Avid readers of this blog might remember that SDL Trados is my most used translation software. It may therefore not be a surprise that Dragon Naturally Speaking in my office is used most in combination with Trados Studio. That, however, is not the best match at the moment as there is no native integration for Dragon Naturally Speaking in Trados Studio (although there is in MemoQ). Nevertheless, it yields great results as the engine is from the Dragon software, which does a proper job in converting spoken text to typed text.
Once Dragon Naturally Speaking is started, it will wait in the background until it registers spoken text. This text is then recorded and converted on the fly to typed text. In the case of SDL Trados, the text is displayed in a dialogue, where users can edit any discrepancies or incorrect recorded texts. Users can then insert the converted text in Trados Studio by pressing the “Insert” button or using Alt + O. They can then confirm the translation by using the general shortcut (Ctrl + Enter).
You can view a short video recording of that process below:
How does speech-to-text software impact the productivity?
As mentioned above, I was afraid that speech-to-text software would negatively impact my productivity given a high translation output.
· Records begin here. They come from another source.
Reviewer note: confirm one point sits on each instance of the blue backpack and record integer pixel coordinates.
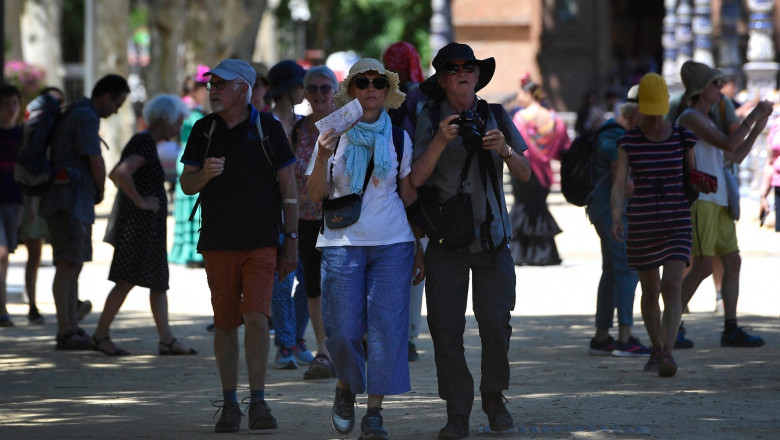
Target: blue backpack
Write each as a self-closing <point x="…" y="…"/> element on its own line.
<point x="33" y="171"/>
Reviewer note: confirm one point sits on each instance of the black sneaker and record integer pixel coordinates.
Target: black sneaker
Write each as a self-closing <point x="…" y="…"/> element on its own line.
<point x="371" y="425"/>
<point x="84" y="307"/>
<point x="72" y="341"/>
<point x="260" y="416"/>
<point x="740" y="338"/>
<point x="682" y="341"/>
<point x="413" y="355"/>
<point x="34" y="317"/>
<point x="230" y="419"/>
<point x="457" y="427"/>
<point x="499" y="419"/>
<point x="342" y="417"/>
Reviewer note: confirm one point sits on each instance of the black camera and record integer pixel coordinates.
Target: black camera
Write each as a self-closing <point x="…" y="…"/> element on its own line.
<point x="471" y="129"/>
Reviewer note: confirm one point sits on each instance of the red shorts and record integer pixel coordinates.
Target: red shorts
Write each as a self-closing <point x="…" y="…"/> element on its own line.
<point x="240" y="282"/>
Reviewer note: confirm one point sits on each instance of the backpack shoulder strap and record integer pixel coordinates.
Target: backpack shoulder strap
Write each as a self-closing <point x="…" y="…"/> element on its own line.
<point x="266" y="151"/>
<point x="398" y="143"/>
<point x="296" y="131"/>
<point x="205" y="155"/>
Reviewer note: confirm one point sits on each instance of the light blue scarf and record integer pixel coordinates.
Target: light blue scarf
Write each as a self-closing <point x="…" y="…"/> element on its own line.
<point x="361" y="141"/>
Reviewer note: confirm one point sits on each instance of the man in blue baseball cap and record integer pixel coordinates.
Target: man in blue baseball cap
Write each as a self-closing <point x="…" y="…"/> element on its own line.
<point x="244" y="179"/>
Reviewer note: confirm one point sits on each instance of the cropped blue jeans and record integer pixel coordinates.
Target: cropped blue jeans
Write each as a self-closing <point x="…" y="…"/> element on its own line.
<point x="365" y="290"/>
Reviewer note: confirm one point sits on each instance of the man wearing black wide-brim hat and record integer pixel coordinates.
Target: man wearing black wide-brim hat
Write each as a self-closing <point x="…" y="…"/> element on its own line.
<point x="459" y="153"/>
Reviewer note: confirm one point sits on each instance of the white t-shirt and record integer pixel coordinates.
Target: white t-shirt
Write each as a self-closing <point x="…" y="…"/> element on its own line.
<point x="382" y="217"/>
<point x="710" y="160"/>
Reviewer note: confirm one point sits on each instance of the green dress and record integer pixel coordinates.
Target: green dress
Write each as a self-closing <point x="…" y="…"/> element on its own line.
<point x="185" y="232"/>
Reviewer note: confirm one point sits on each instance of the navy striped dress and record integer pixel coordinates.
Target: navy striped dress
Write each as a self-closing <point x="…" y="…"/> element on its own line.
<point x="659" y="217"/>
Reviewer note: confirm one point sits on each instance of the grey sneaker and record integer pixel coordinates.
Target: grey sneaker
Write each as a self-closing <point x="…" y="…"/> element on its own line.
<point x="457" y="427"/>
<point x="499" y="419"/>
<point x="230" y="419"/>
<point x="343" y="415"/>
<point x="260" y="416"/>
<point x="371" y="425"/>
<point x="84" y="307"/>
<point x="652" y="363"/>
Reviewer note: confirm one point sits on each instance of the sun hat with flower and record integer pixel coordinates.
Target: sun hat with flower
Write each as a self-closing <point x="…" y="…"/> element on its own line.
<point x="697" y="77"/>
<point x="653" y="95"/>
<point x="395" y="97"/>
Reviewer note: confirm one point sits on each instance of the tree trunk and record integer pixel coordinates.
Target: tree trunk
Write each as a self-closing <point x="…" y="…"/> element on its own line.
<point x="166" y="31"/>
<point x="41" y="23"/>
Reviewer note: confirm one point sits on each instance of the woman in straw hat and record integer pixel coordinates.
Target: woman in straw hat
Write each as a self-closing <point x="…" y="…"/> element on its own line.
<point x="715" y="235"/>
<point x="366" y="266"/>
<point x="659" y="218"/>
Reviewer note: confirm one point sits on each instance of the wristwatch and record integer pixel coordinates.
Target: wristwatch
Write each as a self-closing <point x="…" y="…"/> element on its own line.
<point x="508" y="155"/>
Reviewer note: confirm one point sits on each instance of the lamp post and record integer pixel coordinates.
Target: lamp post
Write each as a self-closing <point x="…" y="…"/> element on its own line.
<point x="670" y="70"/>
<point x="761" y="72"/>
<point x="300" y="14"/>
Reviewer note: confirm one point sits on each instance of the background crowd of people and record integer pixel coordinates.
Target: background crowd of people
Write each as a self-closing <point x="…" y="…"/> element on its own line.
<point x="261" y="191"/>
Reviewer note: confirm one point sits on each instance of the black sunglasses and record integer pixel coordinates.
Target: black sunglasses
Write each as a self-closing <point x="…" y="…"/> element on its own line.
<point x="362" y="83"/>
<point x="452" y="69"/>
<point x="323" y="89"/>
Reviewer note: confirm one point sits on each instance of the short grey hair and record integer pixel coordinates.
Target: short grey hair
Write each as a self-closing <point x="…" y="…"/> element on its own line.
<point x="164" y="109"/>
<point x="248" y="97"/>
<point x="321" y="71"/>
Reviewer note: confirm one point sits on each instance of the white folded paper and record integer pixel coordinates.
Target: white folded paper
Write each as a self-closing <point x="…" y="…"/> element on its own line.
<point x="342" y="119"/>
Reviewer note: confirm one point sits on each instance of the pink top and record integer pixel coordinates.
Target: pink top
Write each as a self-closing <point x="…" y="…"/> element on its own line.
<point x="307" y="209"/>
<point x="773" y="138"/>
<point x="544" y="144"/>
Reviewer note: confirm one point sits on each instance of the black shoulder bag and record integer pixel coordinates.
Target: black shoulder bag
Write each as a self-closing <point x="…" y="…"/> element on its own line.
<point x="345" y="210"/>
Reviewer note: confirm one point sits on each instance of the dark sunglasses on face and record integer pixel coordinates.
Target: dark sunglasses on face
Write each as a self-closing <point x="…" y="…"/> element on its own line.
<point x="323" y="89"/>
<point x="218" y="85"/>
<point x="452" y="69"/>
<point x="362" y="83"/>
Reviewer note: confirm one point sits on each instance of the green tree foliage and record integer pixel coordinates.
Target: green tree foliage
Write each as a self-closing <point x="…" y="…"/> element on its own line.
<point x="365" y="26"/>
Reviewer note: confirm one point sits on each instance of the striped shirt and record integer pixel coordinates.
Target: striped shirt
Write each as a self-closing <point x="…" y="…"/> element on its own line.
<point x="659" y="217"/>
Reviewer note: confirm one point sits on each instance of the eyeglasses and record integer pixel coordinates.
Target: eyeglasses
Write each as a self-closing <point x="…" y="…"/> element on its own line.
<point x="362" y="83"/>
<point x="219" y="85"/>
<point x="323" y="89"/>
<point x="453" y="69"/>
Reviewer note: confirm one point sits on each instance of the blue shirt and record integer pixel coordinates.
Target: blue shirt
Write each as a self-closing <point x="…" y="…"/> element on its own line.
<point x="446" y="175"/>
<point x="241" y="207"/>
<point x="75" y="139"/>
<point x="606" y="153"/>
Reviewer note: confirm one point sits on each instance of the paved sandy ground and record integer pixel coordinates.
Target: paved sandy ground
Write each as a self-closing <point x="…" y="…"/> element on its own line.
<point x="557" y="391"/>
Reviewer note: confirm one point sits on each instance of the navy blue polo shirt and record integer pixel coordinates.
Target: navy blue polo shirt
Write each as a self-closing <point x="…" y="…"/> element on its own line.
<point x="240" y="209"/>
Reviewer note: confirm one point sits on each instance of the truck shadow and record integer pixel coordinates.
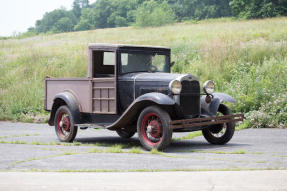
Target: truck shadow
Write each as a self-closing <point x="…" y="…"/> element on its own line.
<point x="174" y="147"/>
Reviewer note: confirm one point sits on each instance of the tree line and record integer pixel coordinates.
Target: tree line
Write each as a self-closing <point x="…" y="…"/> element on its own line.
<point x="119" y="13"/>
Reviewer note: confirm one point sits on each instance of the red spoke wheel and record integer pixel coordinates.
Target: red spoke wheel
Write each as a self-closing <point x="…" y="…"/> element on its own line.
<point x="220" y="134"/>
<point x="153" y="128"/>
<point x="64" y="125"/>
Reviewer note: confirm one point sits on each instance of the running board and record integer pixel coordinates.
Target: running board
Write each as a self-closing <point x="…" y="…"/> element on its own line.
<point x="205" y="121"/>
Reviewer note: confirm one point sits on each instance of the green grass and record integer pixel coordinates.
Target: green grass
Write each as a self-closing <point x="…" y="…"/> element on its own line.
<point x="150" y="170"/>
<point x="219" y="152"/>
<point x="246" y="59"/>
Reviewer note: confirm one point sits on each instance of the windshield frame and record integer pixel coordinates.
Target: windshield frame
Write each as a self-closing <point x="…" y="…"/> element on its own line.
<point x="159" y="52"/>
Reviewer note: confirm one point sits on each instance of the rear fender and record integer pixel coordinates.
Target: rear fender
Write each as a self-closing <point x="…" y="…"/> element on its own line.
<point x="139" y="104"/>
<point x="210" y="109"/>
<point x="66" y="98"/>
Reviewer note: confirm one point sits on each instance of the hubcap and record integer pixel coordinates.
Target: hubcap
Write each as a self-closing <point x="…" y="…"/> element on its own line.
<point x="151" y="128"/>
<point x="63" y="124"/>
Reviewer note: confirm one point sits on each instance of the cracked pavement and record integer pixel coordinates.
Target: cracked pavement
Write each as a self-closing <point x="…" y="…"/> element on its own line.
<point x="34" y="147"/>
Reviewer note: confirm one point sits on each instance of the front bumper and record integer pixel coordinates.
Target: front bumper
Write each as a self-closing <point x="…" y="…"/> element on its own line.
<point x="204" y="121"/>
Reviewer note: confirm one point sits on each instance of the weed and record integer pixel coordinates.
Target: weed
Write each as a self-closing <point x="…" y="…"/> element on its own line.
<point x="96" y="150"/>
<point x="115" y="149"/>
<point x="219" y="152"/>
<point x="135" y="150"/>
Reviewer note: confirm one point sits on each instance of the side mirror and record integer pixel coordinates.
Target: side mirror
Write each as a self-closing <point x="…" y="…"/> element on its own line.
<point x="171" y="64"/>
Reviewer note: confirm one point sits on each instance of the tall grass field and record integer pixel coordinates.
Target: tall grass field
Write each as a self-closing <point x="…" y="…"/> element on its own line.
<point x="246" y="58"/>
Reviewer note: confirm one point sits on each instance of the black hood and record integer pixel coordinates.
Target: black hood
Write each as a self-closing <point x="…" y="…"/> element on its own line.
<point x="156" y="77"/>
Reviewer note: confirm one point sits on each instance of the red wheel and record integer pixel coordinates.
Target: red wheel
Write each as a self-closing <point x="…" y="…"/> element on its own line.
<point x="220" y="134"/>
<point x="153" y="128"/>
<point x="64" y="125"/>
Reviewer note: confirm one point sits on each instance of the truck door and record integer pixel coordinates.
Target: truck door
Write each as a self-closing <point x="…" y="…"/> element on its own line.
<point x="103" y="82"/>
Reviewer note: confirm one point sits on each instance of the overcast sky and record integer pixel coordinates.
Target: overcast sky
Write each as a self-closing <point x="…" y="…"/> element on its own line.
<point x="19" y="15"/>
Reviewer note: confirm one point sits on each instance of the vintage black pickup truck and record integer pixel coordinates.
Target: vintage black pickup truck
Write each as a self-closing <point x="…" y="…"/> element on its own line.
<point x="130" y="89"/>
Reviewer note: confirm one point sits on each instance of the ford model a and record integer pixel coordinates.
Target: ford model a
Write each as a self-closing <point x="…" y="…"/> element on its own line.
<point x="130" y="89"/>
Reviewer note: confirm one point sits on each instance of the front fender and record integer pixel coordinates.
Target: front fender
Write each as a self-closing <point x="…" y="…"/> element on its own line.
<point x="139" y="104"/>
<point x="210" y="109"/>
<point x="66" y="98"/>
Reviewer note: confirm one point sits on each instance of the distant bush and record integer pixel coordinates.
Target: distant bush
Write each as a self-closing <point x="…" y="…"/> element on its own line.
<point x="152" y="13"/>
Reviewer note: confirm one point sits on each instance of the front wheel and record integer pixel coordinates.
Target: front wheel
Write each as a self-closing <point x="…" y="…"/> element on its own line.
<point x="153" y="128"/>
<point x="64" y="125"/>
<point x="222" y="133"/>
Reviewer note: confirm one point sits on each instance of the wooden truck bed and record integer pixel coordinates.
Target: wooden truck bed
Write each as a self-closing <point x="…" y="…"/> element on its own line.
<point x="95" y="95"/>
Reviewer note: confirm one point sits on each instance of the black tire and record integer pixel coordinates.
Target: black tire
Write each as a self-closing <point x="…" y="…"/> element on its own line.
<point x="64" y="124"/>
<point x="209" y="133"/>
<point x="126" y="133"/>
<point x="153" y="128"/>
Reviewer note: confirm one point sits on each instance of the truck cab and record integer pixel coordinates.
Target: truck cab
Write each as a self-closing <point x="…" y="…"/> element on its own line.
<point x="130" y="89"/>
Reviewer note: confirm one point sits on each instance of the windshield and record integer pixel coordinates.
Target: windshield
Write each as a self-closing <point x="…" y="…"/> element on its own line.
<point x="144" y="62"/>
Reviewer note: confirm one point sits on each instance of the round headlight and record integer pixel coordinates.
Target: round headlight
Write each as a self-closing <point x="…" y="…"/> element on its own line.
<point x="175" y="86"/>
<point x="208" y="87"/>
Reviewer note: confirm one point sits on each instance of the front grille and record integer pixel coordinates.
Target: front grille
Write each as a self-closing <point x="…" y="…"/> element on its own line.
<point x="190" y="97"/>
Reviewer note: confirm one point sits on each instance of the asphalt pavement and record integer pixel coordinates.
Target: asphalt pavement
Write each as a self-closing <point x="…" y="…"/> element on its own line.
<point x="34" y="147"/>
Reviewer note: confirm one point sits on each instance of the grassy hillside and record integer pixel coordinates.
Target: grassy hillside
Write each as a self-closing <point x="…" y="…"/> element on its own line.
<point x="247" y="59"/>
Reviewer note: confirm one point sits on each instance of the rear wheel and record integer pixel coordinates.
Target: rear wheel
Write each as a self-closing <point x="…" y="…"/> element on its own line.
<point x="222" y="133"/>
<point x="64" y="125"/>
<point x="153" y="128"/>
<point x="126" y="133"/>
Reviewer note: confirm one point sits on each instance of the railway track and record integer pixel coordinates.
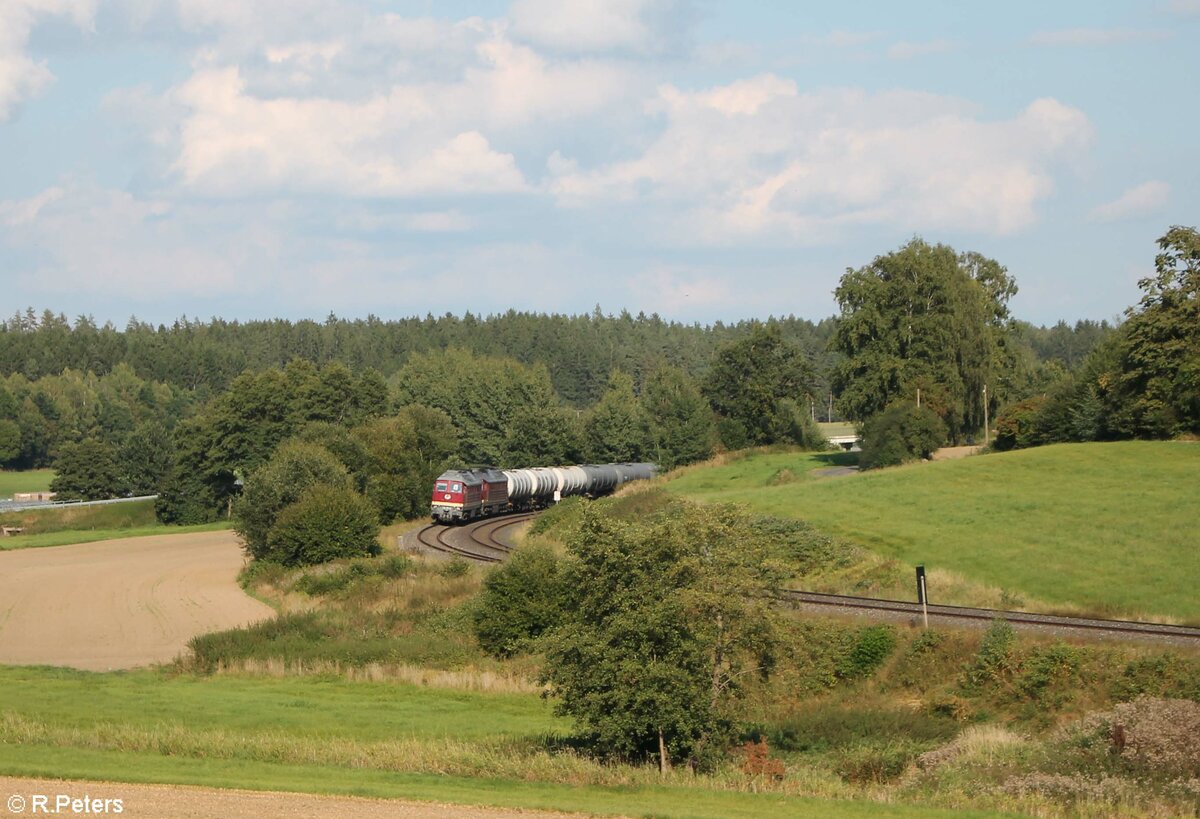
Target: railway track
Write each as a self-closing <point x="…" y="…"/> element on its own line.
<point x="477" y="542"/>
<point x="481" y="542"/>
<point x="958" y="615"/>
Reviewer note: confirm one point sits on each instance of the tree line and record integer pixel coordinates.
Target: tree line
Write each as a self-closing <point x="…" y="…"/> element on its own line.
<point x="579" y="352"/>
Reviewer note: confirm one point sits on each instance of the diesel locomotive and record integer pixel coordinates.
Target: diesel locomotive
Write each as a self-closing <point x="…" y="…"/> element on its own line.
<point x="461" y="495"/>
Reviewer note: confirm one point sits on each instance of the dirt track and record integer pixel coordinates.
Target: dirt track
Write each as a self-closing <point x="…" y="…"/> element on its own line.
<point x="119" y="604"/>
<point x="189" y="802"/>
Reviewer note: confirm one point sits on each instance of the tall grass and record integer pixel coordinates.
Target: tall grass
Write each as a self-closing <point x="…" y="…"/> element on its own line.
<point x="1103" y="527"/>
<point x="137" y="514"/>
<point x="28" y="480"/>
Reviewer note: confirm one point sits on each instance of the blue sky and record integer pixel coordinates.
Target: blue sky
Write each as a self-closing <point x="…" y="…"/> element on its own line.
<point x="700" y="160"/>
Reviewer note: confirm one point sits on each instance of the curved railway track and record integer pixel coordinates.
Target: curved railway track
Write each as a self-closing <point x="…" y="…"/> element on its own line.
<point x="481" y="542"/>
<point x="478" y="542"/>
<point x="958" y="615"/>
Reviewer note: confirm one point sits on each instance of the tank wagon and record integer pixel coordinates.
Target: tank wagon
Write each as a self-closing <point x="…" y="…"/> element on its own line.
<point x="461" y="495"/>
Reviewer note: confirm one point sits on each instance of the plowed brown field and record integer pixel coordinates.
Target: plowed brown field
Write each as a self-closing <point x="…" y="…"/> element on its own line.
<point x="189" y="802"/>
<point x="119" y="604"/>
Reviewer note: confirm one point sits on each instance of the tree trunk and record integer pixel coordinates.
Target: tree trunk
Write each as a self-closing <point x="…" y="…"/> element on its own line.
<point x="718" y="659"/>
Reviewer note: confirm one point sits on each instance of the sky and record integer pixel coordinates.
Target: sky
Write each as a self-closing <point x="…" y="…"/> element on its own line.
<point x="702" y="160"/>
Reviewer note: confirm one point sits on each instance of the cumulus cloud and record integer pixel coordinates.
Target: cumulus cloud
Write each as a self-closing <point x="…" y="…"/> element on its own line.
<point x="759" y="156"/>
<point x="601" y="25"/>
<point x="1138" y="201"/>
<point x="1097" y="36"/>
<point x="234" y="143"/>
<point x="84" y="238"/>
<point x="298" y="119"/>
<point x="22" y="77"/>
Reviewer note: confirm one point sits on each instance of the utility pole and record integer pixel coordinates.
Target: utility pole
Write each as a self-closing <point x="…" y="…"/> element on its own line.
<point x="985" y="414"/>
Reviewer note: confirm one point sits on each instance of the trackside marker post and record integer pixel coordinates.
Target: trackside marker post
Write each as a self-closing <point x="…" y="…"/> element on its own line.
<point x="921" y="593"/>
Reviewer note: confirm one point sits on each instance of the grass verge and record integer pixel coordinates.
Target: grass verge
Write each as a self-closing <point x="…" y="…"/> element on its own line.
<point x="1103" y="527"/>
<point x="70" y="537"/>
<point x="25" y="480"/>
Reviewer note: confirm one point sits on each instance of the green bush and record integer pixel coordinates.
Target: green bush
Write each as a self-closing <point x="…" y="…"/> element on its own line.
<point x="1017" y="426"/>
<point x="901" y="434"/>
<point x="995" y="659"/>
<point x="293" y="468"/>
<point x="873" y="645"/>
<point x="876" y="764"/>
<point x="1049" y="674"/>
<point x="1162" y="675"/>
<point x="328" y="583"/>
<point x="520" y="601"/>
<point x="325" y="524"/>
<point x="455" y="567"/>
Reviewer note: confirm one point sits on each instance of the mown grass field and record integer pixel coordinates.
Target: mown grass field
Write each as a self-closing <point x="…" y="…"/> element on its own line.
<point x="323" y="735"/>
<point x="57" y="526"/>
<point x="1109" y="527"/>
<point x="29" y="480"/>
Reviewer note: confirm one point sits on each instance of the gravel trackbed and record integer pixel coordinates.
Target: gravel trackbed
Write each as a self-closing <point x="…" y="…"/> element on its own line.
<point x="119" y="604"/>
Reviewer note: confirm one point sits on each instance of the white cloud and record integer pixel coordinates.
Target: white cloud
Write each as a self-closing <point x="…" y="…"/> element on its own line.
<point x="845" y="39"/>
<point x="675" y="292"/>
<point x="17" y="213"/>
<point x="22" y="77"/>
<point x="906" y="51"/>
<point x="1097" y="36"/>
<point x="1138" y="201"/>
<point x="759" y="157"/>
<point x="233" y="143"/>
<point x="642" y="27"/>
<point x="99" y="240"/>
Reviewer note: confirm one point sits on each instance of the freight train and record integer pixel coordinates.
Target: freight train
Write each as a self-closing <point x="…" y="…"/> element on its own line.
<point x="461" y="495"/>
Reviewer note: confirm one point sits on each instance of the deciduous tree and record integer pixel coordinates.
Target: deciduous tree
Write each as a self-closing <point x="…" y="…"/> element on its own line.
<point x="923" y="317"/>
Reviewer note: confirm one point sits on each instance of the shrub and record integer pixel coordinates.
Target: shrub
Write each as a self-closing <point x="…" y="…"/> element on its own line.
<point x="1162" y="675"/>
<point x="900" y="434"/>
<point x="994" y="662"/>
<point x="876" y="764"/>
<point x="520" y="601"/>
<point x="1049" y="674"/>
<point x="293" y="468"/>
<point x="871" y="647"/>
<point x="325" y="524"/>
<point x="455" y="567"/>
<point x="1017" y="426"/>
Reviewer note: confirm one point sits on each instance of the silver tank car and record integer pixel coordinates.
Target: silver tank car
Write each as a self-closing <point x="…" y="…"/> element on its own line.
<point x="543" y="485"/>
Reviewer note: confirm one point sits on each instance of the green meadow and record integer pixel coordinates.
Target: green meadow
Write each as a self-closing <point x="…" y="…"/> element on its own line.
<point x="331" y="736"/>
<point x="29" y="480"/>
<point x="1109" y="527"/>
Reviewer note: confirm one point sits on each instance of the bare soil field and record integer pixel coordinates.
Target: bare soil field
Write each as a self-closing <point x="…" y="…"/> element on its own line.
<point x="118" y="604"/>
<point x="191" y="802"/>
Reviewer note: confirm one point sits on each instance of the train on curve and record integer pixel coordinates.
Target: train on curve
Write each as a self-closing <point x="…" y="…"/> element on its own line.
<point x="461" y="495"/>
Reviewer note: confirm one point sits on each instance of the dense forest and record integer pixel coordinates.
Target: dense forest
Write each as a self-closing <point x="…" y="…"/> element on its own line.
<point x="65" y="382"/>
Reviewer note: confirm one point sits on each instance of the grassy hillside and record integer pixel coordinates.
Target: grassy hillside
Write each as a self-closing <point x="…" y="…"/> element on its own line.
<point x="30" y="480"/>
<point x="1105" y="526"/>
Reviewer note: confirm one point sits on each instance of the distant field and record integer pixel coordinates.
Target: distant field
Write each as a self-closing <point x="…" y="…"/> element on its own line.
<point x="1107" y="526"/>
<point x="323" y="735"/>
<point x="30" y="480"/>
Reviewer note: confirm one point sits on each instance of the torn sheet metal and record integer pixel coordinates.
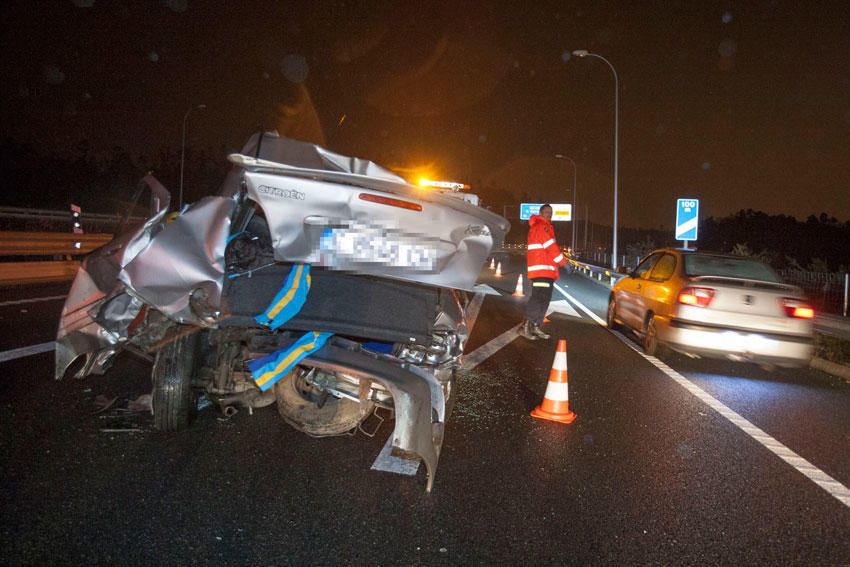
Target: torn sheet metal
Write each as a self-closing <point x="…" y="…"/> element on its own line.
<point x="81" y="329"/>
<point x="185" y="256"/>
<point x="418" y="400"/>
<point x="428" y="236"/>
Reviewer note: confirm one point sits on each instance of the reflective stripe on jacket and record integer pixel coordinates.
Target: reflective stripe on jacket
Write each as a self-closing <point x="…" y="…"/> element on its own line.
<point x="544" y="257"/>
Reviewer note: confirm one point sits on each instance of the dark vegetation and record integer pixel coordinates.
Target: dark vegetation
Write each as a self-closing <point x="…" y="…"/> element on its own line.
<point x="104" y="183"/>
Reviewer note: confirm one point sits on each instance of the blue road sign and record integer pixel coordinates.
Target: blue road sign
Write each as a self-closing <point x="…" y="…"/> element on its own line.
<point x="687" y="219"/>
<point x="528" y="209"/>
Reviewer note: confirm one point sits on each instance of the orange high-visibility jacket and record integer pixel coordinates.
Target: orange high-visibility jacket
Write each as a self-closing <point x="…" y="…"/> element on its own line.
<point x="544" y="257"/>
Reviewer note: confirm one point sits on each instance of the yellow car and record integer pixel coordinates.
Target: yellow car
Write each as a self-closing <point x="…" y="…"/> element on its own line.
<point x="703" y="304"/>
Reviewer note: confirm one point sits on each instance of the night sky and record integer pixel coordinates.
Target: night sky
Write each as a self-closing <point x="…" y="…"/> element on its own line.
<point x="743" y="105"/>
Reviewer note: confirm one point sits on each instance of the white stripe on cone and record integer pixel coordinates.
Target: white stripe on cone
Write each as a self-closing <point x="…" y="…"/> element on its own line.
<point x="558" y="391"/>
<point x="560" y="362"/>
Indeed, you need to speak clearly, the software needs some time to convert the spoken text to written text, and you need to indicate some commands to confirm the text. Yet using Dragon Naturally Speaking has not shown a decrease in my productivity. Until this point it has not show an increase either, but that may come once the engine is better trained and I know all available shortcuts. Speaking out the translation loudly, and editing and confirming the converted text requires about the same amount of time as manually keying the translation into Trados Studio.
Speech-to-text software can therefore be used in normal and general scenarios but it can also be of use in certain situations, like after a poor night’s sleep– when typing isn’t as assured as on better days, or in cases in which the client requires a more fluent or a more speech-like translation. And as the gentle learning curve to master the ins and outs of this kind of software is easy, it make speech-to-text software well suited for every translator who wants to have a backup method of translating texts.